The utility reported today that total solar capacity surged 21 percent, increasing from 745 cumulative installed megawatts in 2018 to 902 megawatts at the end of 2019. It was the largest one-year increase since the company began tracking solar capacity in 2005. There are now an estimated 3.5 million solar panels producing electricity on the company’s five grids.

In addition, nearly 3,500 new systems across Oahu, Hawaii Island and Maui County were completed, supporting the company’s drive to reach the state’s next milestone of 30 percent renewable energy by the end of 2020.

Installation of residential rooftop solar systems used by Hawaiian Electric customers increased 4.6 percent in 2019 from 2018, and Hawaii continues to lead the nation in rooftop solar adoption.

Year-end figures show that 19 percent of residential customers in Hawaiian Electric’s five-island service territory are using rooftop solar, up from 18 percent in 2018.

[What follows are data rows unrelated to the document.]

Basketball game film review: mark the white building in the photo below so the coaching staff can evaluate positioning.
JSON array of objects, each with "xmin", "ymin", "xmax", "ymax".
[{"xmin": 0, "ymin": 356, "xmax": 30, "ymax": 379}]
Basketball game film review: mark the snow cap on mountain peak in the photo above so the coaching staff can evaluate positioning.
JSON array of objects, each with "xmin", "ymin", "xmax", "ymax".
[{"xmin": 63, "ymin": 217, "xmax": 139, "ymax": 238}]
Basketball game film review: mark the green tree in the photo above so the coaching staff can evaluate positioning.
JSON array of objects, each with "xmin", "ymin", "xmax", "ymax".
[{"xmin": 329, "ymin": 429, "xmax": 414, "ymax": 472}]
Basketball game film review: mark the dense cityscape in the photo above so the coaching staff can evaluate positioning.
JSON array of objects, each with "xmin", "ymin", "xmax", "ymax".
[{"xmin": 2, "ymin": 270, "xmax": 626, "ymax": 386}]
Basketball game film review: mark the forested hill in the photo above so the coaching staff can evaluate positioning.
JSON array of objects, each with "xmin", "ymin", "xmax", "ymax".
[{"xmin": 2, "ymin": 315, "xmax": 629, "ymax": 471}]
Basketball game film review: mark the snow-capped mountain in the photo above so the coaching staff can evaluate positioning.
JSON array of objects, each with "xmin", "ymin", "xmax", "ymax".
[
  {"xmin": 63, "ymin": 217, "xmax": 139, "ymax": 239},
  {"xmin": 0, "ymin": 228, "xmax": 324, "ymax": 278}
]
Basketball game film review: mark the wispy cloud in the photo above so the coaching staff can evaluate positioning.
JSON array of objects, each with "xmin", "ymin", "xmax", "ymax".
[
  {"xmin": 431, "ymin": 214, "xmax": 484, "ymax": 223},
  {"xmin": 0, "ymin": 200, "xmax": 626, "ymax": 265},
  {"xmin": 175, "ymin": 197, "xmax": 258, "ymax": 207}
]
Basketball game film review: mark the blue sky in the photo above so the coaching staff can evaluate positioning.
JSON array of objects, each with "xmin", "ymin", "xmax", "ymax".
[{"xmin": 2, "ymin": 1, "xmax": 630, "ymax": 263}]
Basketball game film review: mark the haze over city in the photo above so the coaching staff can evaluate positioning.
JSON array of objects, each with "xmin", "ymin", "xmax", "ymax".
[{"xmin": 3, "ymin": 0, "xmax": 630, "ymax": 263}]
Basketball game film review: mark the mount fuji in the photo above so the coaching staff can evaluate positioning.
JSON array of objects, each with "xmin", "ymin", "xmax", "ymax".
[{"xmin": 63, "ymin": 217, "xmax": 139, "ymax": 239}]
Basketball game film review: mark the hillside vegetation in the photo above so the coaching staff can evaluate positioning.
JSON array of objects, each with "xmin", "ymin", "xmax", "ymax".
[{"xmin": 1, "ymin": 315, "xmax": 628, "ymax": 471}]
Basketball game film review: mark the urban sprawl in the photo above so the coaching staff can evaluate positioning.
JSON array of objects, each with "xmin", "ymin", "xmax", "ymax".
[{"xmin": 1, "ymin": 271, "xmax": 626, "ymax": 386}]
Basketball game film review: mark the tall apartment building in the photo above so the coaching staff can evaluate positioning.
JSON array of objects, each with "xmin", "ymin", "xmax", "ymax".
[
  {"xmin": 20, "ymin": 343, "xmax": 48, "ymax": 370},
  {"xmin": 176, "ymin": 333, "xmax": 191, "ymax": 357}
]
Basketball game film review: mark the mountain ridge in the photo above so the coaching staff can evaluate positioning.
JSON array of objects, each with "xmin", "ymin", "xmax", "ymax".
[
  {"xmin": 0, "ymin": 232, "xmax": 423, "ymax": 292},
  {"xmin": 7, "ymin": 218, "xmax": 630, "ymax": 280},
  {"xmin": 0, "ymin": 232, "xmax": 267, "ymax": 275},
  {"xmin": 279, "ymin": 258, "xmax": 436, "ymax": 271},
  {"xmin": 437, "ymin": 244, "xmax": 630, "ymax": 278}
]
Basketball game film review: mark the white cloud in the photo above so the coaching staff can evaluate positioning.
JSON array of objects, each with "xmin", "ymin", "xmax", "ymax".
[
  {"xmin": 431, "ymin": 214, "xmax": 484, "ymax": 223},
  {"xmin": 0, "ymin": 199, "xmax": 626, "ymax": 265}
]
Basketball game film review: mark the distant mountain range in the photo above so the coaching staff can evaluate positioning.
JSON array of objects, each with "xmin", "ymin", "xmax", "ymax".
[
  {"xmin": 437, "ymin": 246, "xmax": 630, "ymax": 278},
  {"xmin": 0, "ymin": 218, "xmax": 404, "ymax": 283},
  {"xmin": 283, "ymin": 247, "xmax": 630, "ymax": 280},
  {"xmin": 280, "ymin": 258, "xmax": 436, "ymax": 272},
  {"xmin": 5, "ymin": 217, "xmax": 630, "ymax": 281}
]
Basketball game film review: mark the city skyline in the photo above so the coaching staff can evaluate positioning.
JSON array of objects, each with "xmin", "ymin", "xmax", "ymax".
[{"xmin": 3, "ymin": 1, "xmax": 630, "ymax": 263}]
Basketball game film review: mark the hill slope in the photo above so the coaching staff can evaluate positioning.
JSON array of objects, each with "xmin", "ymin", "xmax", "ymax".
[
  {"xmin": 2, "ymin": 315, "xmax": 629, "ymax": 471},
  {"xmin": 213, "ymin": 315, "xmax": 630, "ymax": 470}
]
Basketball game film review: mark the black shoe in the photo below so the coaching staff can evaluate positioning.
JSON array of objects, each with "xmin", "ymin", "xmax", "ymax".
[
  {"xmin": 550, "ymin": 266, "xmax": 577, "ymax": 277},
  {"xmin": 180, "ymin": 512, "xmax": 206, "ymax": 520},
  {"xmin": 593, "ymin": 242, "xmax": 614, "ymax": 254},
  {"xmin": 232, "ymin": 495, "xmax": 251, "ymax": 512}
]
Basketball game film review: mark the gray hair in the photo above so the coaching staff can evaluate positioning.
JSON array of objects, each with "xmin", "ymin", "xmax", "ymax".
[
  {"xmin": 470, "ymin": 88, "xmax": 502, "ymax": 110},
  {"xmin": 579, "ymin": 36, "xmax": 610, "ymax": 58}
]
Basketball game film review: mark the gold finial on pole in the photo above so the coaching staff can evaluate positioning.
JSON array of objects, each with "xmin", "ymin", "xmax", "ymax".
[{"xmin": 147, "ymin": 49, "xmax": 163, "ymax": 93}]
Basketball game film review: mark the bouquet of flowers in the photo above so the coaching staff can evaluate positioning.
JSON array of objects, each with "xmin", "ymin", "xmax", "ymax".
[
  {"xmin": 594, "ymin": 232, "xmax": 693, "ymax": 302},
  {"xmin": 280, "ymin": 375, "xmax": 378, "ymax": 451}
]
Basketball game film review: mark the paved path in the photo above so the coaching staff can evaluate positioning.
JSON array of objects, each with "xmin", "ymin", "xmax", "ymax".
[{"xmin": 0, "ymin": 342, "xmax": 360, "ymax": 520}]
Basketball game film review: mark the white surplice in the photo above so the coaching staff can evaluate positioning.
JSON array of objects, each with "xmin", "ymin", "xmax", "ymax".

Hawaii’s percentage of residential customers with rooftop solar is more than double that of California, which is second at 6.6 percent; Arizona is third at 5.5 percent; Rhode Island and Guam, both fourth at 4 percent; and Utah at 3.6 percent, according to an analysis of 2018 data by the Smart Electric Power Alliance.

Residential rooftop solar systems installed on Oahu, Hawaii Island, Maui, Molokai and Lanai rose to 77,801 in 2019 from 74,331 in 2018, up 4.6 percent.

Residential systems 2018 2019
Oahu 53,222 19% 20%
Maui County 11,956 19% 19%
Hawaii Island 12,623 16% 17%
Consolidated 77,801 18% 19%

Including commercial and grid-scale units, there are now 81,783 solar systems online, capable of producing 902 megawatts.

“The numbers show the adoption of residential rooftop solar remains strong, increasing year after year across all of our islands,” said Shelee Kimura, Hawaiian Electric senior vice president of customer service. “Rooftop solar is a critical piece of the renewable mix, and our plans call for tripling the amount already installed to help move the state toward a clean energy future.”

On Oahu, 37 percent of single-family homes now have rooftop solar; on Hawaii Island, 21 percent; in Maui County, 27 percent.

In addition, three solar arrays built by Clearway Energy Group totaling 110 megawatts and Hawaiian Electric’s West Loch solar array producing 20 megawatts came online on Oahu in 2019.